Search code examples
postgresqlnominatimosm2pgsql

osm2pgsql - importing of an openstreetmaps planet file takes very long


I have installed Nominatim to a server dedicated just for OSM data, with the following configurations: CentOS 7 operating system, 2x Intel XEON CPU L5420 @ 2.50GHz (Total 8 CPU cores), 16 GB of ram, and 2x2TB SATA hard drive.

I've configured the postgresql based on the recomendations on the Nominatim install wiki (http://wiki.openstreetmap.org/wiki/Nominatim/Installation#PostgreSQL_Tuning), taking into account, that my machine has only got 16 GB instead of the 32 GB recommended for those configs. I've used the following things:

shared_buffers = 1GB             # recommended for a 32GB machine was 2 GB
maintenance_work_mem = 4GB       # recommended for a 32GB macinhe was 8 GB
work_mem = 20MB                  # recommended for a 32GB machine was 50 MB
effective_cache_size = 10GB      # recommended for a 32GB machine was 24 GB
synchronous_commit = off
checkpoint_segments = 100
checkpoint_timeout = 10min
checkpoint_completion_target = 0.9
fsync = off
full_page_writes = off`

First, I've tried importing a small country extract(Luxembourg), setting a cache size of 6000, using the setup.php file from utils, it was imported succesfully under 1 hour.

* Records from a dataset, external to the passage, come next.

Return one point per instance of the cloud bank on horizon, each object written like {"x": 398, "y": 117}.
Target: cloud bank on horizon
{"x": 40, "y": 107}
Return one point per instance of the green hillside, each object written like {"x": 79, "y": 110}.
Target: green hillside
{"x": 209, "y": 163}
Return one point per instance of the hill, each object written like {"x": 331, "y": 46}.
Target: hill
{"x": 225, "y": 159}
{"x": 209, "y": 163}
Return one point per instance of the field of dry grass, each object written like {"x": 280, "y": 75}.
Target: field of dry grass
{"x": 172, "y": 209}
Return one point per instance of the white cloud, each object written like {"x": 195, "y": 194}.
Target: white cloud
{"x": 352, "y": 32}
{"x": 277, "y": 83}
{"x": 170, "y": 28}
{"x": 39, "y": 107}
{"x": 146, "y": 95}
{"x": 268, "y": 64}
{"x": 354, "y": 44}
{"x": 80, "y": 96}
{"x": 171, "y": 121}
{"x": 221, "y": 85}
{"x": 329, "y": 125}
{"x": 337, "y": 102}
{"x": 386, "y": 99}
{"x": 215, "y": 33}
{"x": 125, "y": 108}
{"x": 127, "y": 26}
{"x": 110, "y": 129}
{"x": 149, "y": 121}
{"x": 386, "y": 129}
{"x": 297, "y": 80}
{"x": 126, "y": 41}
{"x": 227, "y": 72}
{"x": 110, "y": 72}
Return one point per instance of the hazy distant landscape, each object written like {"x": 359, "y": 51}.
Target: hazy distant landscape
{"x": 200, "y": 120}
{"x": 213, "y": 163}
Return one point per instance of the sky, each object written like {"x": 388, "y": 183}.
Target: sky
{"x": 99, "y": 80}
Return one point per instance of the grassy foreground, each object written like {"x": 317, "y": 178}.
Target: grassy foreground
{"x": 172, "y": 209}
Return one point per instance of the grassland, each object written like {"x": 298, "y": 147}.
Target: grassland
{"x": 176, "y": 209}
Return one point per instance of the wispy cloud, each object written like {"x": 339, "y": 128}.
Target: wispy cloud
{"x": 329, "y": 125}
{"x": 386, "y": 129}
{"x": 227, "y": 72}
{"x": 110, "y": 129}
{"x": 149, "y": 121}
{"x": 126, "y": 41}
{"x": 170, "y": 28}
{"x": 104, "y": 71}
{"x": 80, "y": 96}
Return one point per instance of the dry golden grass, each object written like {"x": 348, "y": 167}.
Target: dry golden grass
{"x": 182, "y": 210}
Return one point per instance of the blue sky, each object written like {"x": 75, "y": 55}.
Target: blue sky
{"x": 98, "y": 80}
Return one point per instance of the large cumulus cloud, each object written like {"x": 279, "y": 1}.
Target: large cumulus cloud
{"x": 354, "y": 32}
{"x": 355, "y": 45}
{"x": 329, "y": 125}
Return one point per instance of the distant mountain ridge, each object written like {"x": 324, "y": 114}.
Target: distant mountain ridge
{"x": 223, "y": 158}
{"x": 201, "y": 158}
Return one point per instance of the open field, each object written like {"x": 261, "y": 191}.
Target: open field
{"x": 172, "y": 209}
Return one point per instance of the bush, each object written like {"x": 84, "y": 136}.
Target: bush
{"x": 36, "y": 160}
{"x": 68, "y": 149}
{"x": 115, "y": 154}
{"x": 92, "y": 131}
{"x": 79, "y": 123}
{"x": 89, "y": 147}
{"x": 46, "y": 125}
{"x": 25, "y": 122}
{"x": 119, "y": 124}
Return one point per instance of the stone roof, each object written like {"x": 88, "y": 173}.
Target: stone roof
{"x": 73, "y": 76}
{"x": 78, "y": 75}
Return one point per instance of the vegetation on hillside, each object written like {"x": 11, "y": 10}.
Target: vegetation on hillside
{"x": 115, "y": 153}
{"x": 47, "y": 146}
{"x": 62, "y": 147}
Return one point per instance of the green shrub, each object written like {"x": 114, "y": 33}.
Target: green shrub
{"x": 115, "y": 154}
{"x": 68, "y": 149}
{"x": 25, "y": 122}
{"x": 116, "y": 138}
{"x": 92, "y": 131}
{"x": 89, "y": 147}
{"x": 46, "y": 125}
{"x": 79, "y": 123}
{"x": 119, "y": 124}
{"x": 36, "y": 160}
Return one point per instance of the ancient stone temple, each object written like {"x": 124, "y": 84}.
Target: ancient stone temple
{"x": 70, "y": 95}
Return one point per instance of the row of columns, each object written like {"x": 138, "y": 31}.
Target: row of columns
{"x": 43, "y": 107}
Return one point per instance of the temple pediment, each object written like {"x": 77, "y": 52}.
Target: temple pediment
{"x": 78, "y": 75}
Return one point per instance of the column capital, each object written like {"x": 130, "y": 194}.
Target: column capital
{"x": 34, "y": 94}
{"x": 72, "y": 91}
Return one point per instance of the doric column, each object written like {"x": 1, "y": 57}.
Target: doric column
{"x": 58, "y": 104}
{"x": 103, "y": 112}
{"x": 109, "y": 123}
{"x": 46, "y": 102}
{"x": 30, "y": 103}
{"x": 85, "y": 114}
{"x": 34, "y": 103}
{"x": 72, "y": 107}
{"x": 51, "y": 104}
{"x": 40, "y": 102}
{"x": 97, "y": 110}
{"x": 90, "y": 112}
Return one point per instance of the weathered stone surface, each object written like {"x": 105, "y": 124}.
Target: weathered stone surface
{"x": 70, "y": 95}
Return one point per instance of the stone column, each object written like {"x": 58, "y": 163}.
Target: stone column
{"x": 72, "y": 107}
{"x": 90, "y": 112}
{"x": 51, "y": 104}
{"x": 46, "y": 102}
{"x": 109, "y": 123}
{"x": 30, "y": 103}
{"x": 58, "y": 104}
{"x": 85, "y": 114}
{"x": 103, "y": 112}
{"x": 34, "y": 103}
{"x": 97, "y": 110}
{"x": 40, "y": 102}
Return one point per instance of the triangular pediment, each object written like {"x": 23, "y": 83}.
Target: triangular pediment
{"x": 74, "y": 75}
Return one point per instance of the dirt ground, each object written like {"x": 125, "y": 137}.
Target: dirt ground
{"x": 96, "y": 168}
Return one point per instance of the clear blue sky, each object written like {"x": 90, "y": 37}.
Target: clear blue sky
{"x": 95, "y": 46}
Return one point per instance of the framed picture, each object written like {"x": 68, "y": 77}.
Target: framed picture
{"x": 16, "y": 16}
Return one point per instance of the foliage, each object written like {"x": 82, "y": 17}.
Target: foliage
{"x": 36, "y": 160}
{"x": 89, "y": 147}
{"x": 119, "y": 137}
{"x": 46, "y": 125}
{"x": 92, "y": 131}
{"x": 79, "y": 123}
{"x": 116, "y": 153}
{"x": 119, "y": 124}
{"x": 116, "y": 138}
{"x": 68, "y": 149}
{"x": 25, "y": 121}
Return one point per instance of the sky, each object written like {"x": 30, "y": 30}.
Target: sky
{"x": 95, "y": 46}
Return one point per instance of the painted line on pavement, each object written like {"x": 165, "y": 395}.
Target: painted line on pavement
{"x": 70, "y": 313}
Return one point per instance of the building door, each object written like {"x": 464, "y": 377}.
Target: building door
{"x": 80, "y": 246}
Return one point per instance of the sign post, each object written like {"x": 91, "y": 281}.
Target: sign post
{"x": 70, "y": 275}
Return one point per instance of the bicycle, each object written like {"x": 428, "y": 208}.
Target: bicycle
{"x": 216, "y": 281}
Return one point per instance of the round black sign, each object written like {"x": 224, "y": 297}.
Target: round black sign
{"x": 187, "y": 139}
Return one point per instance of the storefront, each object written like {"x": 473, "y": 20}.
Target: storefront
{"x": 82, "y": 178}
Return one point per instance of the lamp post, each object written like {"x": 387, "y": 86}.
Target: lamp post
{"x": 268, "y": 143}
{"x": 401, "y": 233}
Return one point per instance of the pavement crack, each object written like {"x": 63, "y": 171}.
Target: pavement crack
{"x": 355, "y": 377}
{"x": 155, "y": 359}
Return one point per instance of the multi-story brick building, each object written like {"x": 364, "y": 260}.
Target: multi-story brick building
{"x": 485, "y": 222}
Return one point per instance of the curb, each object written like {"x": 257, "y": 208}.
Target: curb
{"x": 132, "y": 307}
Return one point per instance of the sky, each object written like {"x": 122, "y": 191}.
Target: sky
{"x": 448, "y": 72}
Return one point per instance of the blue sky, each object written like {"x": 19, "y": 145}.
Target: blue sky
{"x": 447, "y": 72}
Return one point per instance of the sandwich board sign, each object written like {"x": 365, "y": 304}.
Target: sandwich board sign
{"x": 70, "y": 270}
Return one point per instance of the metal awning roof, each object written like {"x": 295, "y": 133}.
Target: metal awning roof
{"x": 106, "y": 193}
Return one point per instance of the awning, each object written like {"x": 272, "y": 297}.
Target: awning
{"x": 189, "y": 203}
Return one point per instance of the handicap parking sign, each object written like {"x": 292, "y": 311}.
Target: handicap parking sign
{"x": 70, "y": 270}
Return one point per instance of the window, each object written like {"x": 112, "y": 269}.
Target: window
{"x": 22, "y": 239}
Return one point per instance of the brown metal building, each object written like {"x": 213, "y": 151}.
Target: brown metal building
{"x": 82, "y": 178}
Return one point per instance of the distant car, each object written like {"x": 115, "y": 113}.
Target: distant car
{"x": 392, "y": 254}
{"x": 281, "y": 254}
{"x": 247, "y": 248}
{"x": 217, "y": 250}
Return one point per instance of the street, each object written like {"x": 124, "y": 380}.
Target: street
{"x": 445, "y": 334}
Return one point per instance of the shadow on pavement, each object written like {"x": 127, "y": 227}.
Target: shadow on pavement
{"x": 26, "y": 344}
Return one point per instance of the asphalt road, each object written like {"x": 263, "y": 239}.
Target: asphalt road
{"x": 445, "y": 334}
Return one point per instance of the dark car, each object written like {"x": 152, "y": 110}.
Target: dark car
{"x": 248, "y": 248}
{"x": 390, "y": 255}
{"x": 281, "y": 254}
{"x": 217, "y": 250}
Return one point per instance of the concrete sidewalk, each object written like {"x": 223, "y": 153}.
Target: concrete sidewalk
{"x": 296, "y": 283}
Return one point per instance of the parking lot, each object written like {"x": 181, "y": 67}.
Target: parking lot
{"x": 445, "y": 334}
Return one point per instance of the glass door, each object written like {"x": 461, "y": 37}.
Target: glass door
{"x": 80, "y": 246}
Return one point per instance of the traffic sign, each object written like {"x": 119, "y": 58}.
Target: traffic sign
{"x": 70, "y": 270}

Secondly, I've deleted the data of Luxembourg, and imported for another test purpose the country extract of Great Brittain, using a cache size of 8000, it imported succesfully as well, in around 2-3 hours.

Today, I've decided, to try to import the whole planet.pbf file, so I've deleted the postgresql database, downloaded a pbf of the planet from one of the official mirror sites, and ran the setup with a cache size of 10000. Beforehand, I've read up some benchmarks to get a vague idea of how much time and space will this operation take.

When the import started, I was very surprised. The importing of the nodes went with a whopping high speed of 1095.6k/s, in the benchmark which I've analyized (a 32GB ram machine), it was only 311.7k/s.

But when the import of the nodes finished, and the import of the ways started, the speed significantly dropped. It was importing the ways with the speed of 0.16k/s (altough it was slowly rising, it started from 0.05k/s, and in 4 hours it rised to the above mentioned value).

I've stopped the import, and tried to tweak the settings. I've allocated a higher cache size first (12000), but with no success, the nodes imported with a very high speed, but the ways remained at 0.10-0.13k/s. I then tried allocating a new swap file(the original was 8GB, I've allocated another 32GB as a swap file), but that didn't change anything neither. Lastly, I've edited the setup.php, changed the --number-processes from 1, to 6, and included the --slim keyword when osm2psql is started from there, but nothing changed.

Right now I am out of ideas. Is this speed decrease normal? Should I upgrade my machine to the recommended memory? I tought that a 16GB ram would be enough for planet pbf, I was aware that it could take more time with this machine, then with a 32 GB, but this seems very much. If the whole planet import would take not more then 12-15 days, I would be ok with that, but as things look now, with these settings the import would take around 2 months, and this is just too much, considering, an error could occur anywhere, and I have to start the whole import process again.

Any ideas what could cause this problem, or what other tweaks could I try, to fasten the import process?

Thanks


Solution

  • I had a similar performance problem using SATA drives, when I replaced the SATA drives for SSD drives the ways import speeded up from 0.02k/s to 8.29k/s. Now I have a very slow relations import which is at 0.01/s rate, so I believe memory is also an important factor for a full planet import but I have not tested it again.